Çeşitli sebeplerden ötürü belki bir hafta, belki bir haftadan biraz daha fazla yemek yemeden hayatta kalmayı başarmış insanları duymuşsunuzdur. Ancak bu süreç uzamaya başladığında genellikle sonu kötü biter. Angus Barbieri’nin hikayesi ise bambaşka.
1. 392 gün süren ve 1966’nın Temmuz’unda biten hikaye.
Başta da belirttiğimiz gibi her ne kadar 1 haftanın sonunda insan bedeni açlığa yenik düşmeye başlıyor olsa da bunun istisnaları da vardı elbette. O zamanlar 27 yaşında, gençliğinin baharında bir genç olan Angus Barbieri, bu istisnalardan biri olduğunu bilmese de zayıflamak için ilk adımı attı.
2. Barbieri, kilolarından kurtulmak için Tıp Fakültesinin yolunu tuttu.
Angus Barbieri doktorlar tarafından ilk muayene edildiğinde “Ağır obez.” olduğuna karar verildi. 207 kilo olan Barbieri, aç kalarak kilo vermek istediğini doktorlara söylediğinde ise doktorlar “2-3 Gün sonra dayanamaz bırakır nasıl olsa.” diye düşünüyordu.

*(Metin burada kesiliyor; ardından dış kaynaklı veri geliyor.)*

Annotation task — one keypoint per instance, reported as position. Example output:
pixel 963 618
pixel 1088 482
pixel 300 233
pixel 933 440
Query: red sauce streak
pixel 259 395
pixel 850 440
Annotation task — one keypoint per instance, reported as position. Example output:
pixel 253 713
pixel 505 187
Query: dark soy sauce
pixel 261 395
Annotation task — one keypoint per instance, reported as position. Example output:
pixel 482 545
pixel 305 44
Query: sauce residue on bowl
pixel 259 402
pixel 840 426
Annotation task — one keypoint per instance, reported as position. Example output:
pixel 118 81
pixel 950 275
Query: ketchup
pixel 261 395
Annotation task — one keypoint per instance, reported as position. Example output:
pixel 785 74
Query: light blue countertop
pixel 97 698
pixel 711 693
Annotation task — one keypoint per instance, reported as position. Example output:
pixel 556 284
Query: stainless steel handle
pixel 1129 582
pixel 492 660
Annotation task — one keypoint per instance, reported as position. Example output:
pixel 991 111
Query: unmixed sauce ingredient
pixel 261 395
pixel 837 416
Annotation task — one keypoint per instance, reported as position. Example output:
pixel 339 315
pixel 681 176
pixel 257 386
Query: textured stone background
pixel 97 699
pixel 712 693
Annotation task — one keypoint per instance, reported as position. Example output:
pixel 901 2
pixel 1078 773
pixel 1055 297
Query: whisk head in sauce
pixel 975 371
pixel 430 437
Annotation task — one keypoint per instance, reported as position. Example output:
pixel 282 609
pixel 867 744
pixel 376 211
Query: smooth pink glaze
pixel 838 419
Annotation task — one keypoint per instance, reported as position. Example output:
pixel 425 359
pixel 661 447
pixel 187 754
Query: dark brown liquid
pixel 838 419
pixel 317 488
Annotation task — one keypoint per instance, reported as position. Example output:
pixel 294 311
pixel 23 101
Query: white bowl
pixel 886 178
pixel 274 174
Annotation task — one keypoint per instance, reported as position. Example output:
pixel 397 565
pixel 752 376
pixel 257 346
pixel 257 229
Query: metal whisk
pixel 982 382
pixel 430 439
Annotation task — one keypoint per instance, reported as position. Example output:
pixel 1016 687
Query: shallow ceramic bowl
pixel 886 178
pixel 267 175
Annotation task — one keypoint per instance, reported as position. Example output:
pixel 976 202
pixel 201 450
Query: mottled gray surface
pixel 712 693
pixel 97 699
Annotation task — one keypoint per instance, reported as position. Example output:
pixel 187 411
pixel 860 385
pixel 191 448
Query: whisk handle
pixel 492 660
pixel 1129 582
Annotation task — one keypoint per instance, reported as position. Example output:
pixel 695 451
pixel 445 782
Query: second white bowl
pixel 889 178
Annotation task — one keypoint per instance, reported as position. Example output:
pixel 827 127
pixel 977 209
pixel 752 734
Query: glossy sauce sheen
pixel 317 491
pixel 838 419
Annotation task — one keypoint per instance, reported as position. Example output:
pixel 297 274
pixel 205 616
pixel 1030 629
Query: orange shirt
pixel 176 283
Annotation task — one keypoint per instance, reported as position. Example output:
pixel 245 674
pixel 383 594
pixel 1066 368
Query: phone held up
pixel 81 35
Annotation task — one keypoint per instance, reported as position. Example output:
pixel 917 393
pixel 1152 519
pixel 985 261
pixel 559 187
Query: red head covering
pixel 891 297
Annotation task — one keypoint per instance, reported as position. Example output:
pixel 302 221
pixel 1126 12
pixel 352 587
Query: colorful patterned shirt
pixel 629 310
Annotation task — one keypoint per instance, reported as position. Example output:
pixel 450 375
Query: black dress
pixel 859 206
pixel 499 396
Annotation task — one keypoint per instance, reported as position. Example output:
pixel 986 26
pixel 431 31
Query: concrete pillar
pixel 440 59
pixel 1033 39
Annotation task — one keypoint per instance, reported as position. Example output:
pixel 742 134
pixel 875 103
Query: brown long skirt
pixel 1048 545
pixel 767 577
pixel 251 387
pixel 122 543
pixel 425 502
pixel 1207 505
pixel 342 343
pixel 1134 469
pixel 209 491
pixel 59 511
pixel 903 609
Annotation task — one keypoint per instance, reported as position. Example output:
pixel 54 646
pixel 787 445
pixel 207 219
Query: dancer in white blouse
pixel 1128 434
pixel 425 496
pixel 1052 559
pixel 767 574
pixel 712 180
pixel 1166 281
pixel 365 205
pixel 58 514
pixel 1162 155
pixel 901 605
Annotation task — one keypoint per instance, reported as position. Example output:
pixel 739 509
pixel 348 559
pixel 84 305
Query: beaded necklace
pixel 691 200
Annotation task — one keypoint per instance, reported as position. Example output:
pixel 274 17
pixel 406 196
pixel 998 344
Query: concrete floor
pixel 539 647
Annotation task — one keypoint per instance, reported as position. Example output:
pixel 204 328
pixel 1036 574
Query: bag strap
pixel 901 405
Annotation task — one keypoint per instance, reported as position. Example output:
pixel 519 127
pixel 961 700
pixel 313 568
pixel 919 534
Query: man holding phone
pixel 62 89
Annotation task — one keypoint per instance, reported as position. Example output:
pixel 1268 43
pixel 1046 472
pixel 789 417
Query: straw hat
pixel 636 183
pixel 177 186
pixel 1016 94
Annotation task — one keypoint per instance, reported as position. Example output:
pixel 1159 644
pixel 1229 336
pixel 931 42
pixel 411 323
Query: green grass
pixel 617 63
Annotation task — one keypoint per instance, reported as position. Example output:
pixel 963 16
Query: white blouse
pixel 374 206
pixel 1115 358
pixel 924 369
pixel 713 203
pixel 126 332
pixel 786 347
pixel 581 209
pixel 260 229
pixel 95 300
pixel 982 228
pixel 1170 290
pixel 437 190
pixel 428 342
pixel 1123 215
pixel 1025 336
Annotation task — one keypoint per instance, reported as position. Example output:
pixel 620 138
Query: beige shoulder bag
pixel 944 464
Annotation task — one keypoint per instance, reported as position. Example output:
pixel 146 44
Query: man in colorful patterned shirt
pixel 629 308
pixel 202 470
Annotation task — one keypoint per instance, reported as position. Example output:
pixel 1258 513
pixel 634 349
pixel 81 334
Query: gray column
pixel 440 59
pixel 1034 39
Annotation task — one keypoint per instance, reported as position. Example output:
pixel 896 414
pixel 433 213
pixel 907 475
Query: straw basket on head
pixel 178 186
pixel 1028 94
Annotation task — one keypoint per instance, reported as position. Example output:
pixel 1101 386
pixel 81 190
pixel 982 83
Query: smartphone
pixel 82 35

3. Hedefi olan 80 kiloya ulaşabilmek için elinden ne geliyorsa yaptı.
Doktorlar 2-3 günün ardından hala pes etmeyen Barbieri’yi uyarsalar da genç adam gün geçtikçe daha da hırslanıyordu.
4. Barbieri’nin günlerinin neredeyse tamamı hastanede geçer olmuştu.
Günler ilerledikçe, riskin de artmasıyla doktorlar Barbieri’yi hastanede gözetim altına almaya karar verdi. Düzenli kan testleri yapılan ve check-up’a giren genç adam aynı zamanda vitamin ve sodyum takviyeleri de almaya başlamıştı.
5. 392 gün boyunca içecek olarak sadece kahve, çay ve köpüklü su içti.
Yemek yememesinin yanında içtiği her şeyin de kalorisiz olması gereken Barbieri, sadece kahve, çay ve köpüklü su ile beslendi.
6. Ve nihayet hedefine ulaştı…
Barbieri 392. Günün sonunda tam da hedefi olan 80 kiloya ulaştı. Beş senenin sonunda da düzenli beslenmeyle beraber 89 kilo olarak sağlıklı bir görünüme kavuştu.
7. Peki uzun süre yemek yemedikten sonra ilk lokmada ne hissetmişti?
Kendisinin söylediğine göre, uzun süre aç kaldığı için yemeğin tadını unutmuştu. İlk kahvaltısı haşlanmış yumurta, tereyağlı bir dilim ekmek ve bir fincan siyah kahveden oluşuyordu. Ancak Barbieri yumurtayı yedikten sonra “Bu bana yetti.” diyerek kalanları yememişti.
8. Genç adamın bu rekoru UDMRID tarafından da kayıt altına alındı.
Angus Barbieri’nin gittiği üniversite hastanesi UDMRID (University Department of Medicine at the Royal Infirmary of Dundee) tüm aşamaları kayıt altına aldı ve 1973’de de bir tıbbi dergide makale olarak yayınlandı.
9. Barbieri ilk değildi, ama büyük olasılıkla sonunculardan biriydi.
Barbieri’nin bu rekor denemesinin benzerleri, hatta daha uzun sürenleri de vardı. Dennis Galer Goodwin, haksız yere tecavüz suçuyla yargılandığını düşündüğü için 385 gün boyunca açlık grevi yapmış, 385 günün sonunda da zor kullanılarak tüple beslenmişti. Bunların yanında 200 gün süren birçok deneme olmuş, bunların bir çoğu da ölümle sonuçlanmıştı.
60’lı ve 70’li yıllarda popülerlik kazanan bu “açlık” tedavisi, neyse ki daha sonra doktorlar tarafından terk edildi. Son derece tehlikeli olan bu sözde tedavi sırasında vücudun tüm yağ ve kas depoları kullanıldıktan sonra ölümcül bir kalp krizi ile karşılaşılıyordu.